Functional Flooring It’s best to use the same material in both rooms, but finding a perfect match for both can be hard. For example, hardwood is beautiful in dining rooms and would be a terrible choice for a kitchen, where it’s like to absorb all manner of spills. But what if instead, you opted for resilient vinyl flooring in a realistic woodgrain print? Tiles are another option - for the best results, go with porcelain or ceramic, which are both easy to clean and elegant enough for a formal dining room.
Furniture Features Create continuity in the conjoined spaces by using a similar theme for furniture and cabinetry in both. Draw from similar color palettes and like-color wood stains in both spaces to emphasize a visual connection. They don’t have to match exactly, but visual cues go a long way - for example, using the same distinct color for the upholstery on a bench in the dining area and a knife block in the kitchen.
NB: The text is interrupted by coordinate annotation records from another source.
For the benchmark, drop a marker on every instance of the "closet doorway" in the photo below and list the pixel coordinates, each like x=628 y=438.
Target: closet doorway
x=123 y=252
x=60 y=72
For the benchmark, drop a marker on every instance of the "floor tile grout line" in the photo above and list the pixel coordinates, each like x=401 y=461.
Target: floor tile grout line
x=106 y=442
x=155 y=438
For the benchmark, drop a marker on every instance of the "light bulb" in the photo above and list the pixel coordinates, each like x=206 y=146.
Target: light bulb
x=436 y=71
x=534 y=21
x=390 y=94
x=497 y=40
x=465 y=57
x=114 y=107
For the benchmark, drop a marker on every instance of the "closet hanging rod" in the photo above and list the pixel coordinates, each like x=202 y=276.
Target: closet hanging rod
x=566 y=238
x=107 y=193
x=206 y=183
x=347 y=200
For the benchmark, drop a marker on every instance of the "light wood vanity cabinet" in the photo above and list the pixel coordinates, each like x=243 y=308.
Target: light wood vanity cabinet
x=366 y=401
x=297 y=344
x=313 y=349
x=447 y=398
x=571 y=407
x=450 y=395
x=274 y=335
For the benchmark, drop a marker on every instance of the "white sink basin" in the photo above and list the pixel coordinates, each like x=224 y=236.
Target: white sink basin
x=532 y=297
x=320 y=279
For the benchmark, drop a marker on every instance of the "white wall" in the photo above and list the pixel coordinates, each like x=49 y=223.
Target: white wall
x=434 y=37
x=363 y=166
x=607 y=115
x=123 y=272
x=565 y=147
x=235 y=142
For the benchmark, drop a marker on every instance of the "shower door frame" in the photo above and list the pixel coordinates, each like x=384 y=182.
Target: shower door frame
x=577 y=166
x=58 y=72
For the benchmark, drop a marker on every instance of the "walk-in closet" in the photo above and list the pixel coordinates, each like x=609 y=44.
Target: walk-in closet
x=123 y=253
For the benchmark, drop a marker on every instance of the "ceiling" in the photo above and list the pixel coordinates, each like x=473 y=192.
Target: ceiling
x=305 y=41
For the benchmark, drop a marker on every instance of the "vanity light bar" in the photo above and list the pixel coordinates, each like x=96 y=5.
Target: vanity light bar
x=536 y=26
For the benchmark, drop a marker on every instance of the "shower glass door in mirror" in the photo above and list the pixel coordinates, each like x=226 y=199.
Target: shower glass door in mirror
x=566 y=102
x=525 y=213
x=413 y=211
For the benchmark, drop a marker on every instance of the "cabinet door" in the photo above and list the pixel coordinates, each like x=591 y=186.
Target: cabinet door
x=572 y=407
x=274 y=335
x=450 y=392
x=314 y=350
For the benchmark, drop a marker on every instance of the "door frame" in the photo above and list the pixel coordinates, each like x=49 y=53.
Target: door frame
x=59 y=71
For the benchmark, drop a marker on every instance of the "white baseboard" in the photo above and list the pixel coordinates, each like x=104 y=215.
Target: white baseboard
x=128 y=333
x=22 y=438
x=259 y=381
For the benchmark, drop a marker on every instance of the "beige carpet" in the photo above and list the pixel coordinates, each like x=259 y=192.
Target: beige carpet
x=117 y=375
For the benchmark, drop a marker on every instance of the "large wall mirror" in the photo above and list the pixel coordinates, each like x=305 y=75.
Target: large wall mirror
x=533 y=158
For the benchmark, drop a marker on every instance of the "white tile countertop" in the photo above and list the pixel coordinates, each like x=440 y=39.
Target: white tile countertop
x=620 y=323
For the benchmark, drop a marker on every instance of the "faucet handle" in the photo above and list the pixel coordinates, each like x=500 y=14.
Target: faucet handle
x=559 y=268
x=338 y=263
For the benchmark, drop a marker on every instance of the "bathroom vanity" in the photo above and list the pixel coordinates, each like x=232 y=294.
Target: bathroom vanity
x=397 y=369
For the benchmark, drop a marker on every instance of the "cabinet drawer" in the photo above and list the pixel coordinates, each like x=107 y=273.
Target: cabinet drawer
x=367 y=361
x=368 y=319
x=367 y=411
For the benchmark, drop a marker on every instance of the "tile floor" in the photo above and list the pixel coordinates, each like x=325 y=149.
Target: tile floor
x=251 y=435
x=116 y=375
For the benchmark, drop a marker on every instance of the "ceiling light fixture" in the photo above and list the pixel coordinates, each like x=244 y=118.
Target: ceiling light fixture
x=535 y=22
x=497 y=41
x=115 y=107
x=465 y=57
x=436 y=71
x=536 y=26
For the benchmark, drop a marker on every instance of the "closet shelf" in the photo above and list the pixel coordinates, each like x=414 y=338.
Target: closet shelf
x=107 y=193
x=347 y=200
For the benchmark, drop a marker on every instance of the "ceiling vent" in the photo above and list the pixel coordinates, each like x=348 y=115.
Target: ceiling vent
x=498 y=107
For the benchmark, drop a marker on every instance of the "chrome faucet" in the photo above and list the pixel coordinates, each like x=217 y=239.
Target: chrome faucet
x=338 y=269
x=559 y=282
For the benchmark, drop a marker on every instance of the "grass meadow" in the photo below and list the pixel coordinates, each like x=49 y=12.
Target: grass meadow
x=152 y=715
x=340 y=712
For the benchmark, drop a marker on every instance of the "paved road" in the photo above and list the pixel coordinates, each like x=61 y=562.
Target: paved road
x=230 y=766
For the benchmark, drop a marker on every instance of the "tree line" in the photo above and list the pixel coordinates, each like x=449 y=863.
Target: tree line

Flexible Seating When the kitchen and dining room occupy the same space, ensuring enough room for both functions could be a challenge. Try bench-style seating that can be tucked under the table between uses, freeing up space in the room. An awkwardly placed corner can host an L-shaped bench to provide banquette-style seating in a part of the room that would otherwise be underutilized.
Subtle Storage Save on room by building storage throughout the combined space rather than just relying on the cabinets. If you’re going with bench seating, choose a bench with storage underneath where you can hide extra linens for guests or less frequently used kitchen gadgets. A kitchen island or a breakfast bar could serve the same purpose.
Expandable Counter Space is the kitchen half of the room a little smaller than you wanted? Think about wheeling in some extra counter space - literally. A butcher block table on wheels or a cart can serve multiple purposes. Not only does it deliver much-needed counter space, but it can also make it much easier to move food and dishes between the dining room and kitchen. Choose one in a bright hue to add a pop of color that serves as a fun visual accent wherever it goes.
Flowing Traffic is the biggest challenge for smaller spaces, whether they’re combined-use or not, is often foot traffic. Above all, you want to avoid designing bottlenecks and non-intuitive layouts into your home. A good designer will pay attention to things like the natural flow of traffic through spaces and avoid creating obstacles, resulting in a home that flows easily from one space to another.